Jensen Huang (Nvidia Co-founder) – No Priors (Apr 2023)


Chapters

00:00:00 Journey of a Chip Designer: From LSI to Starting NVIDIA
00:02:55 Evolution of NVIDIA's Accelerated Computing Platform
00:09:59 Rise of AI and Adoption by Tech Giants
00:12:53 The Grand Shift to AI Platforms: Unveiling the Implications of Generative Models
00:19:31 Domains and Algorithms for Accelerated Computing
00:22:43 AI Foundation Models: A Customized Approach
00:26:07 Accelerated Computing: A Purpose-Driven Enterprise
00:29:25 Challenges and Shifts in Leadership and Management in an Era of Accelerated Computing
00:31:31 Optimizing Company Structure for Innovation and Efficiency
00:38:39 Future Directions of AI: Autonomous Driving, Robotic Foundation Models, and Generative Content
00:42:33 Entrepreneurship Advice from NVIDIA's Jensen Huang

Abstract

Article “NVIDIA’s Transformative Journey: From Chip Design to AI Pioneers”
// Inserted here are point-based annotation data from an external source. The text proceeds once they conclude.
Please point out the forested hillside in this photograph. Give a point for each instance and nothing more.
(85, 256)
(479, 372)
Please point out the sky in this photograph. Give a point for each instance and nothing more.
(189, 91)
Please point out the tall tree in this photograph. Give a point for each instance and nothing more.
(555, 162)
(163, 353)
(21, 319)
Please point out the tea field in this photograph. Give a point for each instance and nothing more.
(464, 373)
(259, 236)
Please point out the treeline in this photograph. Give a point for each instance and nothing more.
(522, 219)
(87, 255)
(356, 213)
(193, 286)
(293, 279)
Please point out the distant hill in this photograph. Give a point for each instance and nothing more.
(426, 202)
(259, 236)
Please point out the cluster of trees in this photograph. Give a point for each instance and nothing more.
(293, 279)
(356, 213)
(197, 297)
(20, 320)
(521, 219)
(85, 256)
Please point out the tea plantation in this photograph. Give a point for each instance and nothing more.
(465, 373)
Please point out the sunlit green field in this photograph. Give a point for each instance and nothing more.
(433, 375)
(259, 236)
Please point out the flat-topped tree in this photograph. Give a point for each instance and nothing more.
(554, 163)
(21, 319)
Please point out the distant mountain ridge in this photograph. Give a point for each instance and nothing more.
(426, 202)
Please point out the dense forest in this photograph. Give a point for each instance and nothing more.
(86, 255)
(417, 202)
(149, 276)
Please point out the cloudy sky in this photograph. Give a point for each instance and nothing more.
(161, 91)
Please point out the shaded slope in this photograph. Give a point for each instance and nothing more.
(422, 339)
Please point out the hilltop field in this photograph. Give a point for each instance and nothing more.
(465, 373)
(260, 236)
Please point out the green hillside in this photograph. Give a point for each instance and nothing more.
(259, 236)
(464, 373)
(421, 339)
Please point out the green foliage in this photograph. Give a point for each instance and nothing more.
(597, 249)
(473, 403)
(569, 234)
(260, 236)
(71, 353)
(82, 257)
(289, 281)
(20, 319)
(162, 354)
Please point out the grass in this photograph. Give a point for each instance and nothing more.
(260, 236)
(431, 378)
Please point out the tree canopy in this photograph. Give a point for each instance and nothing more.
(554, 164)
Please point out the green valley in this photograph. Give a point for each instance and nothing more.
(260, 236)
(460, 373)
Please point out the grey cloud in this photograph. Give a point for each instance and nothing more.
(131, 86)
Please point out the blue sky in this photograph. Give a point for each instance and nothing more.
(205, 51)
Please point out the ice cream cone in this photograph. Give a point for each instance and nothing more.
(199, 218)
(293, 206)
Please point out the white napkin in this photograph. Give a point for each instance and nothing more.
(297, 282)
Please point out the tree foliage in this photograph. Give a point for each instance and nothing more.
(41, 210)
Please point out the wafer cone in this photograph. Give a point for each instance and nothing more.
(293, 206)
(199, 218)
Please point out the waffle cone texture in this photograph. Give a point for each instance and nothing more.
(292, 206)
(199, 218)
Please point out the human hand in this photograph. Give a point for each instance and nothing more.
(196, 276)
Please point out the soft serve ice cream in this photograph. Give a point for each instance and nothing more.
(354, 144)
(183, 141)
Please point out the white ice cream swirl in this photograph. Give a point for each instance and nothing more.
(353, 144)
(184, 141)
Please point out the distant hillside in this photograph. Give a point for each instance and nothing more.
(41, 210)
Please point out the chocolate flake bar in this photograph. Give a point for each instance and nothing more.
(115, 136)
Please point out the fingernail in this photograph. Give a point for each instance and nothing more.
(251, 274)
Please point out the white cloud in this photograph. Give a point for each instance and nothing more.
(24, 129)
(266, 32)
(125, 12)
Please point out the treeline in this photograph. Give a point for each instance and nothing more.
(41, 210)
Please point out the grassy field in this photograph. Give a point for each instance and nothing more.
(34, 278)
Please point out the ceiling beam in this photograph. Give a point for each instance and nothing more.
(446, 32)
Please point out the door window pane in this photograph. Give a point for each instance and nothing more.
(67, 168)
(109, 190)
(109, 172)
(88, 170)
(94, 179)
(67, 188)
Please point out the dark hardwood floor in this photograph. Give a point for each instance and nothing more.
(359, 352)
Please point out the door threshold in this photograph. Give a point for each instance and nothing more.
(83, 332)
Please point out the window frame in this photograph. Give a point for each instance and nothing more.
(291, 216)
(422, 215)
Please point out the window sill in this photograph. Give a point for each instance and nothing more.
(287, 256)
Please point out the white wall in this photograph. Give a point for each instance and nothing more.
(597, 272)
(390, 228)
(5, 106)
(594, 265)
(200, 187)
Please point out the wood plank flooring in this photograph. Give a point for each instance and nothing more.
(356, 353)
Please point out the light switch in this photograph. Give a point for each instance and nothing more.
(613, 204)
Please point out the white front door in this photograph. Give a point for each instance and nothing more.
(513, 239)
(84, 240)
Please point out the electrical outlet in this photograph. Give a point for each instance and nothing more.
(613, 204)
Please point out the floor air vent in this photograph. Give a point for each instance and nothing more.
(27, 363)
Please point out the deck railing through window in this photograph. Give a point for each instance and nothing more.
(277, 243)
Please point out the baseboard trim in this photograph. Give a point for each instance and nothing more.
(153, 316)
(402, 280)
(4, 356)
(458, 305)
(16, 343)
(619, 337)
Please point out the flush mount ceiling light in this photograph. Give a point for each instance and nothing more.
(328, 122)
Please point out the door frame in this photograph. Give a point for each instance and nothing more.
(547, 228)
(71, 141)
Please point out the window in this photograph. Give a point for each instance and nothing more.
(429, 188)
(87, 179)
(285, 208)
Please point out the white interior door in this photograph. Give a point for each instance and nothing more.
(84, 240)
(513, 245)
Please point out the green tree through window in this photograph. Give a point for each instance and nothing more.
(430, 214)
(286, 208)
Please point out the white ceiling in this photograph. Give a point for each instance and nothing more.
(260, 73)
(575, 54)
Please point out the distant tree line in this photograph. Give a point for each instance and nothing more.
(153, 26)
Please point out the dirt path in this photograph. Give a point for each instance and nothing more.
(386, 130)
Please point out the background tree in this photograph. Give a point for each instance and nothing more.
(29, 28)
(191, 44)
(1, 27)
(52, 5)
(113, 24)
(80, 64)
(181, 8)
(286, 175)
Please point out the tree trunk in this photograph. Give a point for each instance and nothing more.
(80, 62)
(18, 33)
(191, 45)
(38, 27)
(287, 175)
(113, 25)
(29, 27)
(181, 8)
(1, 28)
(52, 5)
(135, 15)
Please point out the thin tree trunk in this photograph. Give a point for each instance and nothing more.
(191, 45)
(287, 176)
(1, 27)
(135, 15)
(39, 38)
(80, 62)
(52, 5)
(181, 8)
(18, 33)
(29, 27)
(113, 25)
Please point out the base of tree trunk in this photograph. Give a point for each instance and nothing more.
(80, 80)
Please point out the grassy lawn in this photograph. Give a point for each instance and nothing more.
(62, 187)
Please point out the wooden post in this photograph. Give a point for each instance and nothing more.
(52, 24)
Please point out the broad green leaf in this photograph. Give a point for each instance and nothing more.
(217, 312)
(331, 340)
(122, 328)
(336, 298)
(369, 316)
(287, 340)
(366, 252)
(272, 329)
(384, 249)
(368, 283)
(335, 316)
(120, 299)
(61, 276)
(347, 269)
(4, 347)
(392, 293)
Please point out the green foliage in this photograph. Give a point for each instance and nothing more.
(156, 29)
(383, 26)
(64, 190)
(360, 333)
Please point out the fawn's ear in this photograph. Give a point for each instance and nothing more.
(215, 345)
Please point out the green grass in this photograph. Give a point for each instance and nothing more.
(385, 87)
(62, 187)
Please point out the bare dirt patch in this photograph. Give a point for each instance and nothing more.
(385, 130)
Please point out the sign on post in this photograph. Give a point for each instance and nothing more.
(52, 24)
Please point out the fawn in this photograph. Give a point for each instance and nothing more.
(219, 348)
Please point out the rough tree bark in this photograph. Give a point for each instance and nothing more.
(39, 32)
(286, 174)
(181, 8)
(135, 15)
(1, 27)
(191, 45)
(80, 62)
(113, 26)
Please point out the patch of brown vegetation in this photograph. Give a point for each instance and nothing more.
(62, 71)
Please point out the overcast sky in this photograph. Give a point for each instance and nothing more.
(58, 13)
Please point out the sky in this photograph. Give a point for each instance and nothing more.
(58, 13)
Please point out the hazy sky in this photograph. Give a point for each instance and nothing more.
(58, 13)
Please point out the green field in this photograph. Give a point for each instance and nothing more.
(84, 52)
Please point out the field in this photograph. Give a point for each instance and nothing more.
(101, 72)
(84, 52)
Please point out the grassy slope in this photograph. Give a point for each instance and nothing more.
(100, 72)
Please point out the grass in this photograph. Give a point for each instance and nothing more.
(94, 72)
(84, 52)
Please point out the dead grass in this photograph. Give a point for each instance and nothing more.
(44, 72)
Jensen Huang’s journey, from his initial interest in chip design at a campus company day to his leadership role in NVIDIA, encapsulates a remarkable story of innovation and strategic foresight. This article delves into NVIDIA’s evolution, highlighting its foundational years, the strategic pivot towards accelerated computing, and its recent groundbreaking advancements in AI and deep learning. Alongside the technical achievements, we explore Huang’s philosophical approach to business and leadership, which has been pivotal in steering the company through rapid technological changes and establishing it as a leader in AI and computing.

The Genesis of NVIDIA and Accelerated Computing

Jensen Huang’s career in chip design began during a campus company day at Oregon State University. Inspired by a poster of a 29,000 32-bit CPU from AMD, Huang was drawn to the idea of chip design. He had the opportunity to join a startup that pioneered chip design using software, an innovative approach at the time. Despite his interest in this new technology, Huang ultimately chose to join AMD to pursue his passion for microprocessor design. Huang’s lab partner from AMD joined LSI Logic, a company at the forefront of the EDA industry and chip design using computers. Impressed by Huang’s potential, the LSI team reached out to him, leading him to join their ranks. Huang’s time at LSI Logic exposed him to a range of talented computer architects, including the founders of Sun and Apple. These collaborations shaped his understanding of computer architecture and chip design. Along with Chris Malkowski and Curtis Priem, Huang co-founded NVIDIA, a company that would revolutionize the graphics processing unit (GPU) industry. Huang’s expertise in chip design and his collaborations with industry leaders laid the foundation for NVIDIA’s success.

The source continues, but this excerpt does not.